“Externalities in the Classroom: How Children Exposed to Domestic Violence Affect Everyone’s Kids”
Children from families affected by domestic violence decrease the academic achievement and increase the misbehavior of the other children in their classes, according to a study by two economists who set out to examine the widely held belief that one disruptive student can depress learning in a whole classroom.
Scott E. Carrell, an economics professor at the University of California, Davis, and Mark L. Hoekstra, an economics professor at the University of Pittsburgh, estimate that with one student affected by domestic violence in a classroom of 20 children, test scores are reduced by 0.67 percentile points and incidences of behavior infractions by peers increase by 16 percent.

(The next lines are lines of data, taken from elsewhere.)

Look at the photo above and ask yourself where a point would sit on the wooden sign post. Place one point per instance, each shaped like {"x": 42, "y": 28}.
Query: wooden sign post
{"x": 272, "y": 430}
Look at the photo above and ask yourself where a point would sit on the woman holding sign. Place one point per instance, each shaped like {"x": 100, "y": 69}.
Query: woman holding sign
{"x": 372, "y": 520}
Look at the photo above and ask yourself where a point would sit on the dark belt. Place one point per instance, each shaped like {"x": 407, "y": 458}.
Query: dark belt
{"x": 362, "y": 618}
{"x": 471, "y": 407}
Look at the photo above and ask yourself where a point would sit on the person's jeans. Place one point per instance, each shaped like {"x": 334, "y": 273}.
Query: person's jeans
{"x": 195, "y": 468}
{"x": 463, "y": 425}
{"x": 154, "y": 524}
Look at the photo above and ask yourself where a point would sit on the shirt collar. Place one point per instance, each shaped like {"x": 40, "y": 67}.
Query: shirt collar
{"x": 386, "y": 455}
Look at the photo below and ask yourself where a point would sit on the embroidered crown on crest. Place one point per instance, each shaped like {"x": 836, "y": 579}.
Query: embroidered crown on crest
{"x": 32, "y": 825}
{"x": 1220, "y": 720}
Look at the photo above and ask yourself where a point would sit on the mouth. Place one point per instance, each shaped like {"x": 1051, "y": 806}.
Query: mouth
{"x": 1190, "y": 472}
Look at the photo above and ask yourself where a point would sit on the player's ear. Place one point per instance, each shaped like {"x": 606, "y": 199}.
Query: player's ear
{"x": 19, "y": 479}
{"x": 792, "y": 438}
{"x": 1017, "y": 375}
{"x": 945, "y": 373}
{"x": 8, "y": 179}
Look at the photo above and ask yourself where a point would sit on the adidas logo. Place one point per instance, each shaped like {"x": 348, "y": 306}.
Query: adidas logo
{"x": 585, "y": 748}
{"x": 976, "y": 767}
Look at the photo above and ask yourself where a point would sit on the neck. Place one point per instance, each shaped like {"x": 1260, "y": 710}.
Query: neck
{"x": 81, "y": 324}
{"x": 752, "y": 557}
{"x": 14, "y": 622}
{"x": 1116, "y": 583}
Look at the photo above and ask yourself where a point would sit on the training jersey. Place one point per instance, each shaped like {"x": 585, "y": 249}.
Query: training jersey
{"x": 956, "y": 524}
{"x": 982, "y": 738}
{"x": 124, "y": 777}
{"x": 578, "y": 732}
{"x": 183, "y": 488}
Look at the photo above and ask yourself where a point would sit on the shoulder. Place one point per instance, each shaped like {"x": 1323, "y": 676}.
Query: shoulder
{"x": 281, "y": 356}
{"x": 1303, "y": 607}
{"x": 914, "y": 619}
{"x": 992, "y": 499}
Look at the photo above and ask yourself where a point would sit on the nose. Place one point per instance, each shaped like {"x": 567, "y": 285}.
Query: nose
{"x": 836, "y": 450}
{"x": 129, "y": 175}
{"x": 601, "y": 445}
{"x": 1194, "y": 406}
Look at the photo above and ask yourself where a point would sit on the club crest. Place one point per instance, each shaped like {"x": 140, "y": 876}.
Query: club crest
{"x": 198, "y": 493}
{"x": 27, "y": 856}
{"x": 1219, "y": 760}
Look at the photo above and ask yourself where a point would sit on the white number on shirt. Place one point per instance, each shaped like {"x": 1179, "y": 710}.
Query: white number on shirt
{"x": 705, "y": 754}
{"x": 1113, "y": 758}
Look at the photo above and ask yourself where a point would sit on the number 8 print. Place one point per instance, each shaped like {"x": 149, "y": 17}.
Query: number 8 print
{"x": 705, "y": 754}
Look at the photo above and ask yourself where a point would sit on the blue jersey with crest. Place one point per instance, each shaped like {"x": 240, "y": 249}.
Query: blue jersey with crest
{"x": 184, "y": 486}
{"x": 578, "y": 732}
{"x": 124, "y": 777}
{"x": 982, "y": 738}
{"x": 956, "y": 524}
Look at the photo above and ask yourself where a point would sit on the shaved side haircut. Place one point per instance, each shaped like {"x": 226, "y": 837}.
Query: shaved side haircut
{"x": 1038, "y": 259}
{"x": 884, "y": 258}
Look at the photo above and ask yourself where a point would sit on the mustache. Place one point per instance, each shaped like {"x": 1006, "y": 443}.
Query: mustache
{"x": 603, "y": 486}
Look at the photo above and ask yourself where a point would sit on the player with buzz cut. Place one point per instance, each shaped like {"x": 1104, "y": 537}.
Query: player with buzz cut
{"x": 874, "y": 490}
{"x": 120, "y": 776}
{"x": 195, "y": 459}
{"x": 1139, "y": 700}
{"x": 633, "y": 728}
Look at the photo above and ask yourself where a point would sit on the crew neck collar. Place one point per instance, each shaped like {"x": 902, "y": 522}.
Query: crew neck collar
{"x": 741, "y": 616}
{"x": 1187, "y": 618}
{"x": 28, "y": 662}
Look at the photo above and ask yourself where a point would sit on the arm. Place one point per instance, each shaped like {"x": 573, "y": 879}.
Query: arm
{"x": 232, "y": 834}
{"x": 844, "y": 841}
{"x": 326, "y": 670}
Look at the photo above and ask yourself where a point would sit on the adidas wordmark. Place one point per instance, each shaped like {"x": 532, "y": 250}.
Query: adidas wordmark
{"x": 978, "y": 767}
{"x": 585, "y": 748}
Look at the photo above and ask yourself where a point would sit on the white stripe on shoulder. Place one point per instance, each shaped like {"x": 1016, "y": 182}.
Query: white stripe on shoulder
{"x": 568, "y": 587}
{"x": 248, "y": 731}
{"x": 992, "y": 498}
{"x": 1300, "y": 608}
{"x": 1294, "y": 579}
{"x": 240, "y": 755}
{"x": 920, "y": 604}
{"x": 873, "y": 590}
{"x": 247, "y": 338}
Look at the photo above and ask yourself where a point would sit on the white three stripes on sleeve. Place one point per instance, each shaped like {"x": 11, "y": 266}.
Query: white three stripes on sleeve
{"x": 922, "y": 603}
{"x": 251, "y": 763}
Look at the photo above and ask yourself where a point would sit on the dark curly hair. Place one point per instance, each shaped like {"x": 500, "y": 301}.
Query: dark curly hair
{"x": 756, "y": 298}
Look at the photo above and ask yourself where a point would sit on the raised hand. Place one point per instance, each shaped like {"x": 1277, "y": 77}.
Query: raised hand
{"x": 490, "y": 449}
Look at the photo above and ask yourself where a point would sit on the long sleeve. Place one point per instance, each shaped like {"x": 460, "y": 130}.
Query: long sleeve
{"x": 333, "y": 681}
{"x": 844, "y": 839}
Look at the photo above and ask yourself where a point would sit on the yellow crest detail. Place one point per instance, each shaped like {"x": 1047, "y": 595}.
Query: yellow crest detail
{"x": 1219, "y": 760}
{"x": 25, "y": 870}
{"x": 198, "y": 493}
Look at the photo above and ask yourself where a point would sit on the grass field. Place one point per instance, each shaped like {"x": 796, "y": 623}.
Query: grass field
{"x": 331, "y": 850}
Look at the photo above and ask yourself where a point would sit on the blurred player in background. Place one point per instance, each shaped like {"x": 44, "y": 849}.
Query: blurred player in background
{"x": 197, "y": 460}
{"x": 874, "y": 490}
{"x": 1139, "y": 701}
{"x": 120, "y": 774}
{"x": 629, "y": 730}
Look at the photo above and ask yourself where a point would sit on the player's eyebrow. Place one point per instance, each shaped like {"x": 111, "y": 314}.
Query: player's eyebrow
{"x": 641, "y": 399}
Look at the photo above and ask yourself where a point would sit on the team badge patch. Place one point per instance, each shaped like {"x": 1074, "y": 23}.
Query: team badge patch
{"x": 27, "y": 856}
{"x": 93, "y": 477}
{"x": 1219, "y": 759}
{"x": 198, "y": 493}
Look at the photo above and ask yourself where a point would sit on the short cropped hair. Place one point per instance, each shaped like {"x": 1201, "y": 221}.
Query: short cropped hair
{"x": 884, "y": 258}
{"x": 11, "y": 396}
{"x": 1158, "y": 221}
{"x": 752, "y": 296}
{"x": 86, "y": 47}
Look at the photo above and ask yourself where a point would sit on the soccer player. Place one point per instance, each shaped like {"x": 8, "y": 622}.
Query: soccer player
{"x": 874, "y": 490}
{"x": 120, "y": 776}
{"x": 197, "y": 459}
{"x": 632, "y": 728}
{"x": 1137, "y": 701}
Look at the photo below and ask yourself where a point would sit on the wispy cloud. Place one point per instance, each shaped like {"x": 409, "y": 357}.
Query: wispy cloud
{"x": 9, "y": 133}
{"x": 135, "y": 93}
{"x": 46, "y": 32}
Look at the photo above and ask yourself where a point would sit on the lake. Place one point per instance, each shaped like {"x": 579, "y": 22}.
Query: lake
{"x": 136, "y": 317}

Using court records in Alachua County, Fla., the researchers linked the domestic-violence cases to the schooling records of children who were part of those cases. They then examined the test and disciplinary data of the children from the violent households and those of their classmates in the 3rd, 4th, and 5th grades in 22 elementary schools for the academic years 1995-96 to 2002-03.
As the number of children from violent households rose in a grade cohort, the 30-page report says, there was a “statistically significant reduction in peer student math and reading test scores and significant peer disciplinary infractions and suspensions.” The researchers also identified boys in such families as the primary drivers of such a “negative spillover.”
The researchers say the results have implications not only for social policy, but also for education policy, including for questions surrounding academic tracking and school choice.